Published on April 22nd, 2016 | by Don Guillory0
Elvis And Nixon
Elvis Presley has always been a mystery to me. I never understood the fascination around him and the length at which his fans adore him. Growing up in the south, his image and legend permeated throughout the culture and made it impossible to criticize him or his music. He was infallible. Nixon, on the other hand, is universally loathed for having a Presidential administration built on division and corruption. Through one bold idea, on the part of Presley, they cross paths. Elvis and Nixon, sounds as though it would be perfect for an 80s sitcom, however, the reality of this interaction is put on display through this film. In total, the film is fun in that it gives a bit of insight as to what their interaction may have been like, given their personalities and styles, however, there is a lack of depth with anyone in the film. Michael Shannon’s (Midnight Special, Man of Steel) portrayal of Elvis comes off as wooden and lacking any personality.
I felt as though I was watching an impersonator on screen rather an actor portraying a character. Kevin Spacey (House of Cards) plays a strong Nixon in which you feel a little bit of sympathy for the President considering the circumstances that he finds himself in toward the end of his first term. Unfortunately, due to his character Frank Underwood on House of Cards, audiences will feel as though it is President Underwood playing Nixon. There isn’t much space between the two characters that he plays. There also isn’t much space between Elvis and Nixon with their approach to social ills and the American landscape.

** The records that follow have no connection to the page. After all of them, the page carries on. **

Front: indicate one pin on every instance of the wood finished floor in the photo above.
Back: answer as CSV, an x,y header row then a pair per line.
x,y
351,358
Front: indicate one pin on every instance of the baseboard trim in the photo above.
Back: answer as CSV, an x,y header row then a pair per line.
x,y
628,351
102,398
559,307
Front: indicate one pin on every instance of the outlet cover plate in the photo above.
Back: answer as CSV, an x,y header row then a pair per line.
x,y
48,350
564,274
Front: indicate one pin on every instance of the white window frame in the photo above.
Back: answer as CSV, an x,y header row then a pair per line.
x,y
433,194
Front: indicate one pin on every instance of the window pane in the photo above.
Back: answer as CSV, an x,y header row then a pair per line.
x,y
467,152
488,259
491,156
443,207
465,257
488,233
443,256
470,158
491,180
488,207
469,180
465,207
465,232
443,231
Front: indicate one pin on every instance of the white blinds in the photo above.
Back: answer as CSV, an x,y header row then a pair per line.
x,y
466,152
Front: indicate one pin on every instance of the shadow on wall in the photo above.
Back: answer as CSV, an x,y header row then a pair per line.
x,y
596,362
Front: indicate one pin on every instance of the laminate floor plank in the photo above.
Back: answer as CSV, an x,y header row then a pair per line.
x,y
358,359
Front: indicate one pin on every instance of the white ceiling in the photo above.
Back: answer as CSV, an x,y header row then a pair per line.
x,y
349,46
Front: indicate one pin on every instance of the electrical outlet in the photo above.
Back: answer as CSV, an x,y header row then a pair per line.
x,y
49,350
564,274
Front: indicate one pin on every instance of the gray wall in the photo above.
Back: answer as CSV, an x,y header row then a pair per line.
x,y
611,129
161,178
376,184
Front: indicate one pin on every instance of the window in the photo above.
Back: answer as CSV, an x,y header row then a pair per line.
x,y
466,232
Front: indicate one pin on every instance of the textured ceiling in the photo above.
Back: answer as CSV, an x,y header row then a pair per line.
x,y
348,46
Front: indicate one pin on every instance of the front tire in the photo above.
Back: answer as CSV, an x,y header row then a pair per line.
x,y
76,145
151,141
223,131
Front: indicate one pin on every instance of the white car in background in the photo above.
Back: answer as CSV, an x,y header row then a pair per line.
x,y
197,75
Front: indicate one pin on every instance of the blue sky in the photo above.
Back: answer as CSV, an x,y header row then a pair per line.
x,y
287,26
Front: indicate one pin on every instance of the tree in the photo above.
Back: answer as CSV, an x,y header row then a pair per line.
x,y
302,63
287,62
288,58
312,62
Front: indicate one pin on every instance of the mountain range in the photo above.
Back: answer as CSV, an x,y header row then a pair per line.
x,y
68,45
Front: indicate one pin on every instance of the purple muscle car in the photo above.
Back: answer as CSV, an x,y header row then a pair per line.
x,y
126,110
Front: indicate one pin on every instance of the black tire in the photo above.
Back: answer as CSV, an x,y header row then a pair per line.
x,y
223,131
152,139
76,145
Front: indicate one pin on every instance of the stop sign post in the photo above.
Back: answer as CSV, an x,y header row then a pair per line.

There is very little this film offers other than an imagining of what possibly took place due to now recordings of their meeting other than a photo. In that sense, it is an interesting “what if” piece. The imagination of the filmmakers allows us to question who these two men and the circumstances that faced America during 1971. Although provocative in its approach, it doesn’t allow for much growth or ability to connect with any of the characters. It has its fun and funny moments, which will keep audiences interested, but nothing that will have them talking about the film well after they have seen it. Through the portrayals by Shannon and Spacey, I find myself liking Nixon a little more and hating Elvis a little less.